Bir yazarın gözünden SEN de OKU Koleksiyonu…
Mehmet Atilla, yazar
SEN de OKU koleksiyonu ile tanıştığımda öncelikle adı ilgimi çekmişti. Ortadaki ”de” bağlacının işlevi belliydi, seslenilen kitleye eşitlik sağlama kaygısının gözetildiği hemen göze çarpıyordu. Merak ettim, araştırdım, kime sesleniyordu bu kitaplar, hedef kitle neydi? Çok da yorulmadım, yayınevinin tanıtım yazıları merakımı kısa sürede giderdi. Değişik nedenler yüzünden okumaya isteksiz ya da okuma güçlüğü çeken çocuklar vardı bir köşede, ”onları da” edebiyatın büyülü dünyasına katmak isteyen özel bir çabayla karşı karşıyaydık. İnsan böyle durumlarda olan biteni bir daha sorguluyor. Katı bir gerçeklikle iç içe yaşıyorduk çünkü; bebeklik günlerinden başlayan görsel okuma deneyimleri, metin odaklı okumaların önüne geçmeye başlamıştı. Bunu en azından dengelemek için çocuk edebiyatına ayrı bir önem verilmesi gerektiği herkes tarafından paylaşılıyordu.

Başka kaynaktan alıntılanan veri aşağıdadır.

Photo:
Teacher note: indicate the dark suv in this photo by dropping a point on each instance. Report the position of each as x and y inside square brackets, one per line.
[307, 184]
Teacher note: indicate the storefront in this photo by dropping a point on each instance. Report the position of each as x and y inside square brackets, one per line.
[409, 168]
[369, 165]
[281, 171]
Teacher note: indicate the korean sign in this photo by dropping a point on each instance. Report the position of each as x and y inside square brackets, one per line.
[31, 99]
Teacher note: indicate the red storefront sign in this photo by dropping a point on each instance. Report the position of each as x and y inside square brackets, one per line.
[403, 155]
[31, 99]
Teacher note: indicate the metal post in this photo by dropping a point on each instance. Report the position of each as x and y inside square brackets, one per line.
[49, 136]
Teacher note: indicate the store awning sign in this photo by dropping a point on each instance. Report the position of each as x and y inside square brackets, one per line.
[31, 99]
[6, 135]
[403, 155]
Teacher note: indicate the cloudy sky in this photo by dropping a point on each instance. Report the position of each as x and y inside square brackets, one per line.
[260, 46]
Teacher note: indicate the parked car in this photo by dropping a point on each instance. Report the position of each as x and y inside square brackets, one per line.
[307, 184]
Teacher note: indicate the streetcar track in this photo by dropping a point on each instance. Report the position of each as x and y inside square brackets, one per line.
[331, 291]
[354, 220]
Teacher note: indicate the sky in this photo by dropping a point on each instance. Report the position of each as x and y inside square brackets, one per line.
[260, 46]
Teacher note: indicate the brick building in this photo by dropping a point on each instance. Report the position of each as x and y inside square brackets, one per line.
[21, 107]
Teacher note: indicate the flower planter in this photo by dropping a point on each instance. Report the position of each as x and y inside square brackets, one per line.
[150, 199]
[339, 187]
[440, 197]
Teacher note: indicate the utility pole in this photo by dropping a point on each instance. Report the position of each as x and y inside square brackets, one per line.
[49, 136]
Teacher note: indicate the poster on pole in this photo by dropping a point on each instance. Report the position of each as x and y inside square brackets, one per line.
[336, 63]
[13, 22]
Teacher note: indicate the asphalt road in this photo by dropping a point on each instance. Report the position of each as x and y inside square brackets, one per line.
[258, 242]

Bu bağlamda ”çocuğa görelik” ilkesi kendini iyice öne çıkarıyordu. SEN de OKU koleksiyonunun temel felsefesi de buydu işte; hedef kitleye ”göre” kitaplar yayımlamak. Konuyu anlamıştım. Sırada serinin kitaplarını okumak vardı. Yayımlanan ilk sekiz kitabı ardı ardına okudum, hem de soluksuz. Çeviri kitaplardı bunlar. Hepsi de çarpıcı konuları son derece yalın bir dille aktarmıştı. Üstelik tasarımları da alışılmadık ölçüde çekiciydi. İmrenmedim dersem yalan. Neyse ki bir süre sonra bu koleksiyona Türk yazarların da katılması kararlaştırıldı. Kendimi bir anda bu ekibin içinde buldum. Koordinatör ve editör arkadaşlarla oturup konuştuk; teknik bir çerçeve vardı elbette, ama metin anlamında alabildiğine özgür olmamızı sağladılar. Benim için son derece önemliydi bu. Çalışmaya başladım. Bir yandan da serinin çocuklar, anne babalar ve öğretmenler tarafından nasıl karşılandığını merak ediyordum. Gerek okullarda gerekse kitap fuarlarında edindiğim izlenim, umduğumun çok üstünde moral vericiydi. Amacına ulaşan bir eylemin parçası olduğunuzda sevincin yanı sıra gurur da duyuyorsunuz. Bu da arkanıza yaslanıp derin bir soluk almanızı ve yeni çalışmalar için enerji biriktirmenizi sağlıyor. Bende böyle oldu. Aynı enerjiyi çocuklara da iletmek için yayınevi hazır, yerli ya da yabancı yazarlar da… SEN de OKU derken herkes okusun diyoruz aslında.